Monday, December 20, 2010

Don't play DADT

DADT, the  "Don't Ask, Don't Tell" pernicious policy against gay people serving in the U.S. military, has been repealed.  That's wonderful news for our country, and for the brave soldiers--gay and straight--who defend it.


In saying that, it pains me to say that I disagree with the prudential judgment expressed by the military's chief Catholic chaplain, Archbishop Timothy Broglio, the Archbishop for the Military Services USA.  


The archbishop writes:


[T]hose with a homosexual orientation can expect respect and treatment worthy of their human dignity. The prohibitions regarding sexual harassment and intimidation refer just as much to homosexuals as to anyone else. However, unions between individuals of the same gender resembling marriage will not be accepted or blessed by Catholic chaplains. Furthermore no restrictions or limitations on the teaching of Catholic morality can be accepted. First Amendment rights regarding the free exercise of religion must be respected. 


If Catholic priests were asked to go against their consciences by blessing gay nuptials, that would be a very troubling development.  But that scenario seems quite unlikely--and if it did occur, it would not be unprecedented:  military chaplains are expected to assist soldiers of all religions or none in crisis situations.  This means that Catholic chaplains are trained, e.g., to assist in saying Kaddish for Jewish soldiers, and Wiccan blessings for pagan soldiers. If Catholic chaplains can practice idolatry to assist fallen pagan soldiers, then officiating at gay marriages would not be an unprecedented intrusion on their rights of conscience.  


That said, it would be very, very troubling.  But really, really unlikely--marriages tend not to take place in the middle of battlefield emergencies, so gay soldiers could easily find, e.g., a mainline Protestant minister to marry them on base.


But all of this is trees.  The forest is this:  separate from the Church's teachings against extramarital sex of any kind, whether by gay people or unmarried straight people, there should be no doubt that homosexual orientation is no more a sin than left-handedness or green eyes.  Under DADT, all gay people, celibate or not, were discriminated against in a way that was not only cruel and insulting, but that forced them to live a lie to serve their country.  No one should have to live a lie just to be who they are.  


As Michael Sean Winters rightly says:
[T]he repeal of DADT is a triumph for truth as well, indeed, a spectacular vindication of the 8th Commandment: Thou Shalt Not Bear False Witness. DADT required gay men and women to bear false witness and its repeal should be seen as a victory for truth as well as justice.
Indeed, Winters also summarizes my prudential concerns about the larger marriage issue, too:


I think the Church really lost the debate about “traditional marriage” when we acquiesced in liberalized divorce laws. In addressing the issue of gay marriage, the Catholic bishops are well advised to note the Church’s continued refusal to accept civil divorce. Our views of marriage are different from others’ views, and we need not apologize to anyone for that. But, we must be very careful about insisting that our view, however true it is, is the only one operative in our culture. I have no problem in our society’s bestowal of a unique and privileged status on “traditional marriage,” but the fact is the culture does not do that today and has not since the 1960s when no-fault divorce became widespread. If the bishops do not link their opposition to divorce with their opposition to gay marriage, they end up sounding like mere bigots.
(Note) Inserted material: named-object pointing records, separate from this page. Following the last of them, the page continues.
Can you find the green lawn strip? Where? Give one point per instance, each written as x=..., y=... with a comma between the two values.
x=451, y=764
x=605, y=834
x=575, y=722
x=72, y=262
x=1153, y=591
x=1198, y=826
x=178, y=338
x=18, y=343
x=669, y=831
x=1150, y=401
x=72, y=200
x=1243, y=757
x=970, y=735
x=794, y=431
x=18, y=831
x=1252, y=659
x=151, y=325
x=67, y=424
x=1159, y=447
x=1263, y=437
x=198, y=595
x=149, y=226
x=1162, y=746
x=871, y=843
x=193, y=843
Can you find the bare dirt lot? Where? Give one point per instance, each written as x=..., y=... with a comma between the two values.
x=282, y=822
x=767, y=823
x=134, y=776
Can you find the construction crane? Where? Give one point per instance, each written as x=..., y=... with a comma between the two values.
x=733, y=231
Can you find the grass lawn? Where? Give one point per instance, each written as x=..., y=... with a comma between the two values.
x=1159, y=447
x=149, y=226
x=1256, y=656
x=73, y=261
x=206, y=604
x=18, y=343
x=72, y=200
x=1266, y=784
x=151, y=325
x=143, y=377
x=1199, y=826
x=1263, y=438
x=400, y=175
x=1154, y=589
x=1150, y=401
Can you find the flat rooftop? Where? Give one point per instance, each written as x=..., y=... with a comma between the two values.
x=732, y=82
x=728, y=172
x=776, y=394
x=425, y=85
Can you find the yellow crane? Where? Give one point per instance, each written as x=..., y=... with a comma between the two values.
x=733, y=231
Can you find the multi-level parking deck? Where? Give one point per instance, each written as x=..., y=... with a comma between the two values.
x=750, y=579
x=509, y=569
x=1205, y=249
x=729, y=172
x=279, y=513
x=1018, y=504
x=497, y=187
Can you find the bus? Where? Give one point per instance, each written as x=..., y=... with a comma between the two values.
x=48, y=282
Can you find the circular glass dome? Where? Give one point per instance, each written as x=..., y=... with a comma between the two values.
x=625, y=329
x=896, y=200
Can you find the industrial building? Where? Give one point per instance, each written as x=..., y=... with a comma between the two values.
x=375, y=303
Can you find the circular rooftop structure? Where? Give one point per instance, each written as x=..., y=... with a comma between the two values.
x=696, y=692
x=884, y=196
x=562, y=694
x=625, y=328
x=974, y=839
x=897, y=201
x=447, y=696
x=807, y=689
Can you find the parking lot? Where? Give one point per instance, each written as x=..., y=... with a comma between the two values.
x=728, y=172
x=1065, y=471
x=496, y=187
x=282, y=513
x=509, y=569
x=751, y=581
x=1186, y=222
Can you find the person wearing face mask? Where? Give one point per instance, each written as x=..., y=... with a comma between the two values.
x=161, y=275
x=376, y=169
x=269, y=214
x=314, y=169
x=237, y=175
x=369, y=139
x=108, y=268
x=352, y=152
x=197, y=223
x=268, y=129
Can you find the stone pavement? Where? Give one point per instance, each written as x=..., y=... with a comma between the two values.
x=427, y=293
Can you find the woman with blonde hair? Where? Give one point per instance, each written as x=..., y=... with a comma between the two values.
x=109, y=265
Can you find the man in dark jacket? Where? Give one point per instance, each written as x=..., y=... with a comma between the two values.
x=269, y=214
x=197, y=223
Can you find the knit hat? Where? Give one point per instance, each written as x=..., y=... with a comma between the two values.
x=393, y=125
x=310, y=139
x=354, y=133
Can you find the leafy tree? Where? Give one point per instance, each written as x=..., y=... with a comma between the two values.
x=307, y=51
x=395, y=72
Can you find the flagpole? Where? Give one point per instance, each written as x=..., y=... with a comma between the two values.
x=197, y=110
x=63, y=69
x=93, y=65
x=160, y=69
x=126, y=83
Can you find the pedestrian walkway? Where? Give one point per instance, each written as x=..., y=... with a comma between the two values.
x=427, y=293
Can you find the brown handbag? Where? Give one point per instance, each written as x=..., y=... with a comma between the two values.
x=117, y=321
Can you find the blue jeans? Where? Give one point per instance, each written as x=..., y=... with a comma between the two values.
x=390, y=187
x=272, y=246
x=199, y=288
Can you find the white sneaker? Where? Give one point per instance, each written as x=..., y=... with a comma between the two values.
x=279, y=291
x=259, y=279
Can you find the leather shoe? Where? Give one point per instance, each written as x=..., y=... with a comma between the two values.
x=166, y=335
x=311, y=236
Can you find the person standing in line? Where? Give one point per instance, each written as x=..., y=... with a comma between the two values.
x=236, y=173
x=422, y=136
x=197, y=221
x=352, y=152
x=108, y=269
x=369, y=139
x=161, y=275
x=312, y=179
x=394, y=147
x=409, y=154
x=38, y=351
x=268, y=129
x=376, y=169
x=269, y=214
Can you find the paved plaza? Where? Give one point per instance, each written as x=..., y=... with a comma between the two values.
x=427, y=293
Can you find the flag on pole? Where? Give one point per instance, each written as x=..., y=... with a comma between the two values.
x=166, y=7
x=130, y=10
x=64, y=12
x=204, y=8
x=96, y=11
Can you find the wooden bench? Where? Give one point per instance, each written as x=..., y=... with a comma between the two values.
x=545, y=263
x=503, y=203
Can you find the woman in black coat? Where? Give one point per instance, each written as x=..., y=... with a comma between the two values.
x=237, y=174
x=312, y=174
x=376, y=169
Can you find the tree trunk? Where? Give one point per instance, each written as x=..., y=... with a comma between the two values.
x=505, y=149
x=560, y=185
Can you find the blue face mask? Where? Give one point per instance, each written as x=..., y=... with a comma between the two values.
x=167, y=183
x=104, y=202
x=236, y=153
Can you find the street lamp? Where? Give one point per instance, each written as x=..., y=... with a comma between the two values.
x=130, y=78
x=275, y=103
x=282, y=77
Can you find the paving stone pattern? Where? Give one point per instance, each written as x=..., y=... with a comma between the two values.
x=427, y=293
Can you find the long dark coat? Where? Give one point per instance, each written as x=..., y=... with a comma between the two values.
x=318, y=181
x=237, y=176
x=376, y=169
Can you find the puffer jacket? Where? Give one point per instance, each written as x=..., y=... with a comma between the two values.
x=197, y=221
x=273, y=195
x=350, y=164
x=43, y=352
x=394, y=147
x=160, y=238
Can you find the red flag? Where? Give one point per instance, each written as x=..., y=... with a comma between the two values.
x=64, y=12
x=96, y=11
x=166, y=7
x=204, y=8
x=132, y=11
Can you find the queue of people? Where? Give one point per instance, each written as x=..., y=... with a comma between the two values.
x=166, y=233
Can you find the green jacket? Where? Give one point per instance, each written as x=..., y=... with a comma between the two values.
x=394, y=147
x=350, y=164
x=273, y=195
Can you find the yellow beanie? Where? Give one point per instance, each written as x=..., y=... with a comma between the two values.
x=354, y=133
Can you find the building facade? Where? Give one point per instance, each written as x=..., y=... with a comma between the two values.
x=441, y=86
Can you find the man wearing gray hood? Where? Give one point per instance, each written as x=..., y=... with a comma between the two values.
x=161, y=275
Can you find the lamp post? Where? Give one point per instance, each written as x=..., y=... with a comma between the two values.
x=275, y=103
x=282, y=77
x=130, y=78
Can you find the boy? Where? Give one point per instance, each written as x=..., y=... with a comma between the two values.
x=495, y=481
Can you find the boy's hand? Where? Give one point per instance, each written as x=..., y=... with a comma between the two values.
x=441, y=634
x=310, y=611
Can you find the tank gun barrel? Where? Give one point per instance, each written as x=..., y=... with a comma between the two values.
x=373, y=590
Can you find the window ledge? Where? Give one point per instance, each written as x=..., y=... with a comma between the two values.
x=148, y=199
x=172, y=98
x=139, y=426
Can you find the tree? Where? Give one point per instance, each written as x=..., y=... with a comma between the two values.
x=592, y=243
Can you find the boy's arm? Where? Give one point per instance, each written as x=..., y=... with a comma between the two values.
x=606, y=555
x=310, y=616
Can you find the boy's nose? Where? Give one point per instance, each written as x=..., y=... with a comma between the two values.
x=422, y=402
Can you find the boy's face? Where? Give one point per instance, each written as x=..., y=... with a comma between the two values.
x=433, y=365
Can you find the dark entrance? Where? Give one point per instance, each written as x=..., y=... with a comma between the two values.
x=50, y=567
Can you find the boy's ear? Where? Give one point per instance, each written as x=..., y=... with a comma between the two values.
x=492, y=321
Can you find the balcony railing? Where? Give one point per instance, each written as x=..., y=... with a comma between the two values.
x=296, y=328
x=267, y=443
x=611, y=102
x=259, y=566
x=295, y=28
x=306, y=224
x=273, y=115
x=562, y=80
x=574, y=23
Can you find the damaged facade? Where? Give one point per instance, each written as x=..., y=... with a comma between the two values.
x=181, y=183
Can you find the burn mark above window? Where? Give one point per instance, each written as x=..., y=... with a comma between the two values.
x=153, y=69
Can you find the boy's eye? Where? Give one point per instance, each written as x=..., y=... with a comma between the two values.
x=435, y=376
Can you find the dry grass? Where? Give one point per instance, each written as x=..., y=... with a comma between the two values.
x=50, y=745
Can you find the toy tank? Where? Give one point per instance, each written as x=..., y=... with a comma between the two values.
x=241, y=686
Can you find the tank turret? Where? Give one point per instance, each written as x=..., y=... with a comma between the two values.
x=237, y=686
The entire U.S. Conference of Catholic Bishops has come out against gay civil marriage.  To be in prudential disagreement with the bishops on such a question of politics may be licit--there's no infallible teaching here, to be sure--but it pains me nonetheless.


It seems to me that any straight marriage where no-fault divorce is an option isn't a very Catholic institution, either.  If the bishops want a privileged place for traditional marriage to be recognized by our government--which I think they can advocate while narrowly dodging any Establishment Clause concerns--then perhaps they should advocate for a menu of marriage options that includes hard-to-dissolve "covenant marriages" for those of us in the traditionalist minority, and civil unions (which can be called marriages or civil unions or whatever for all the difference I think it makes on the ground) not only for gay Americans, but for the majority of straight Americans for whom divorce is inextricable from modern marriage.  To me, the battle against gay marriage is mostly a distraction--and for many gay Catholics, a painful one--from what should be a war on divorce.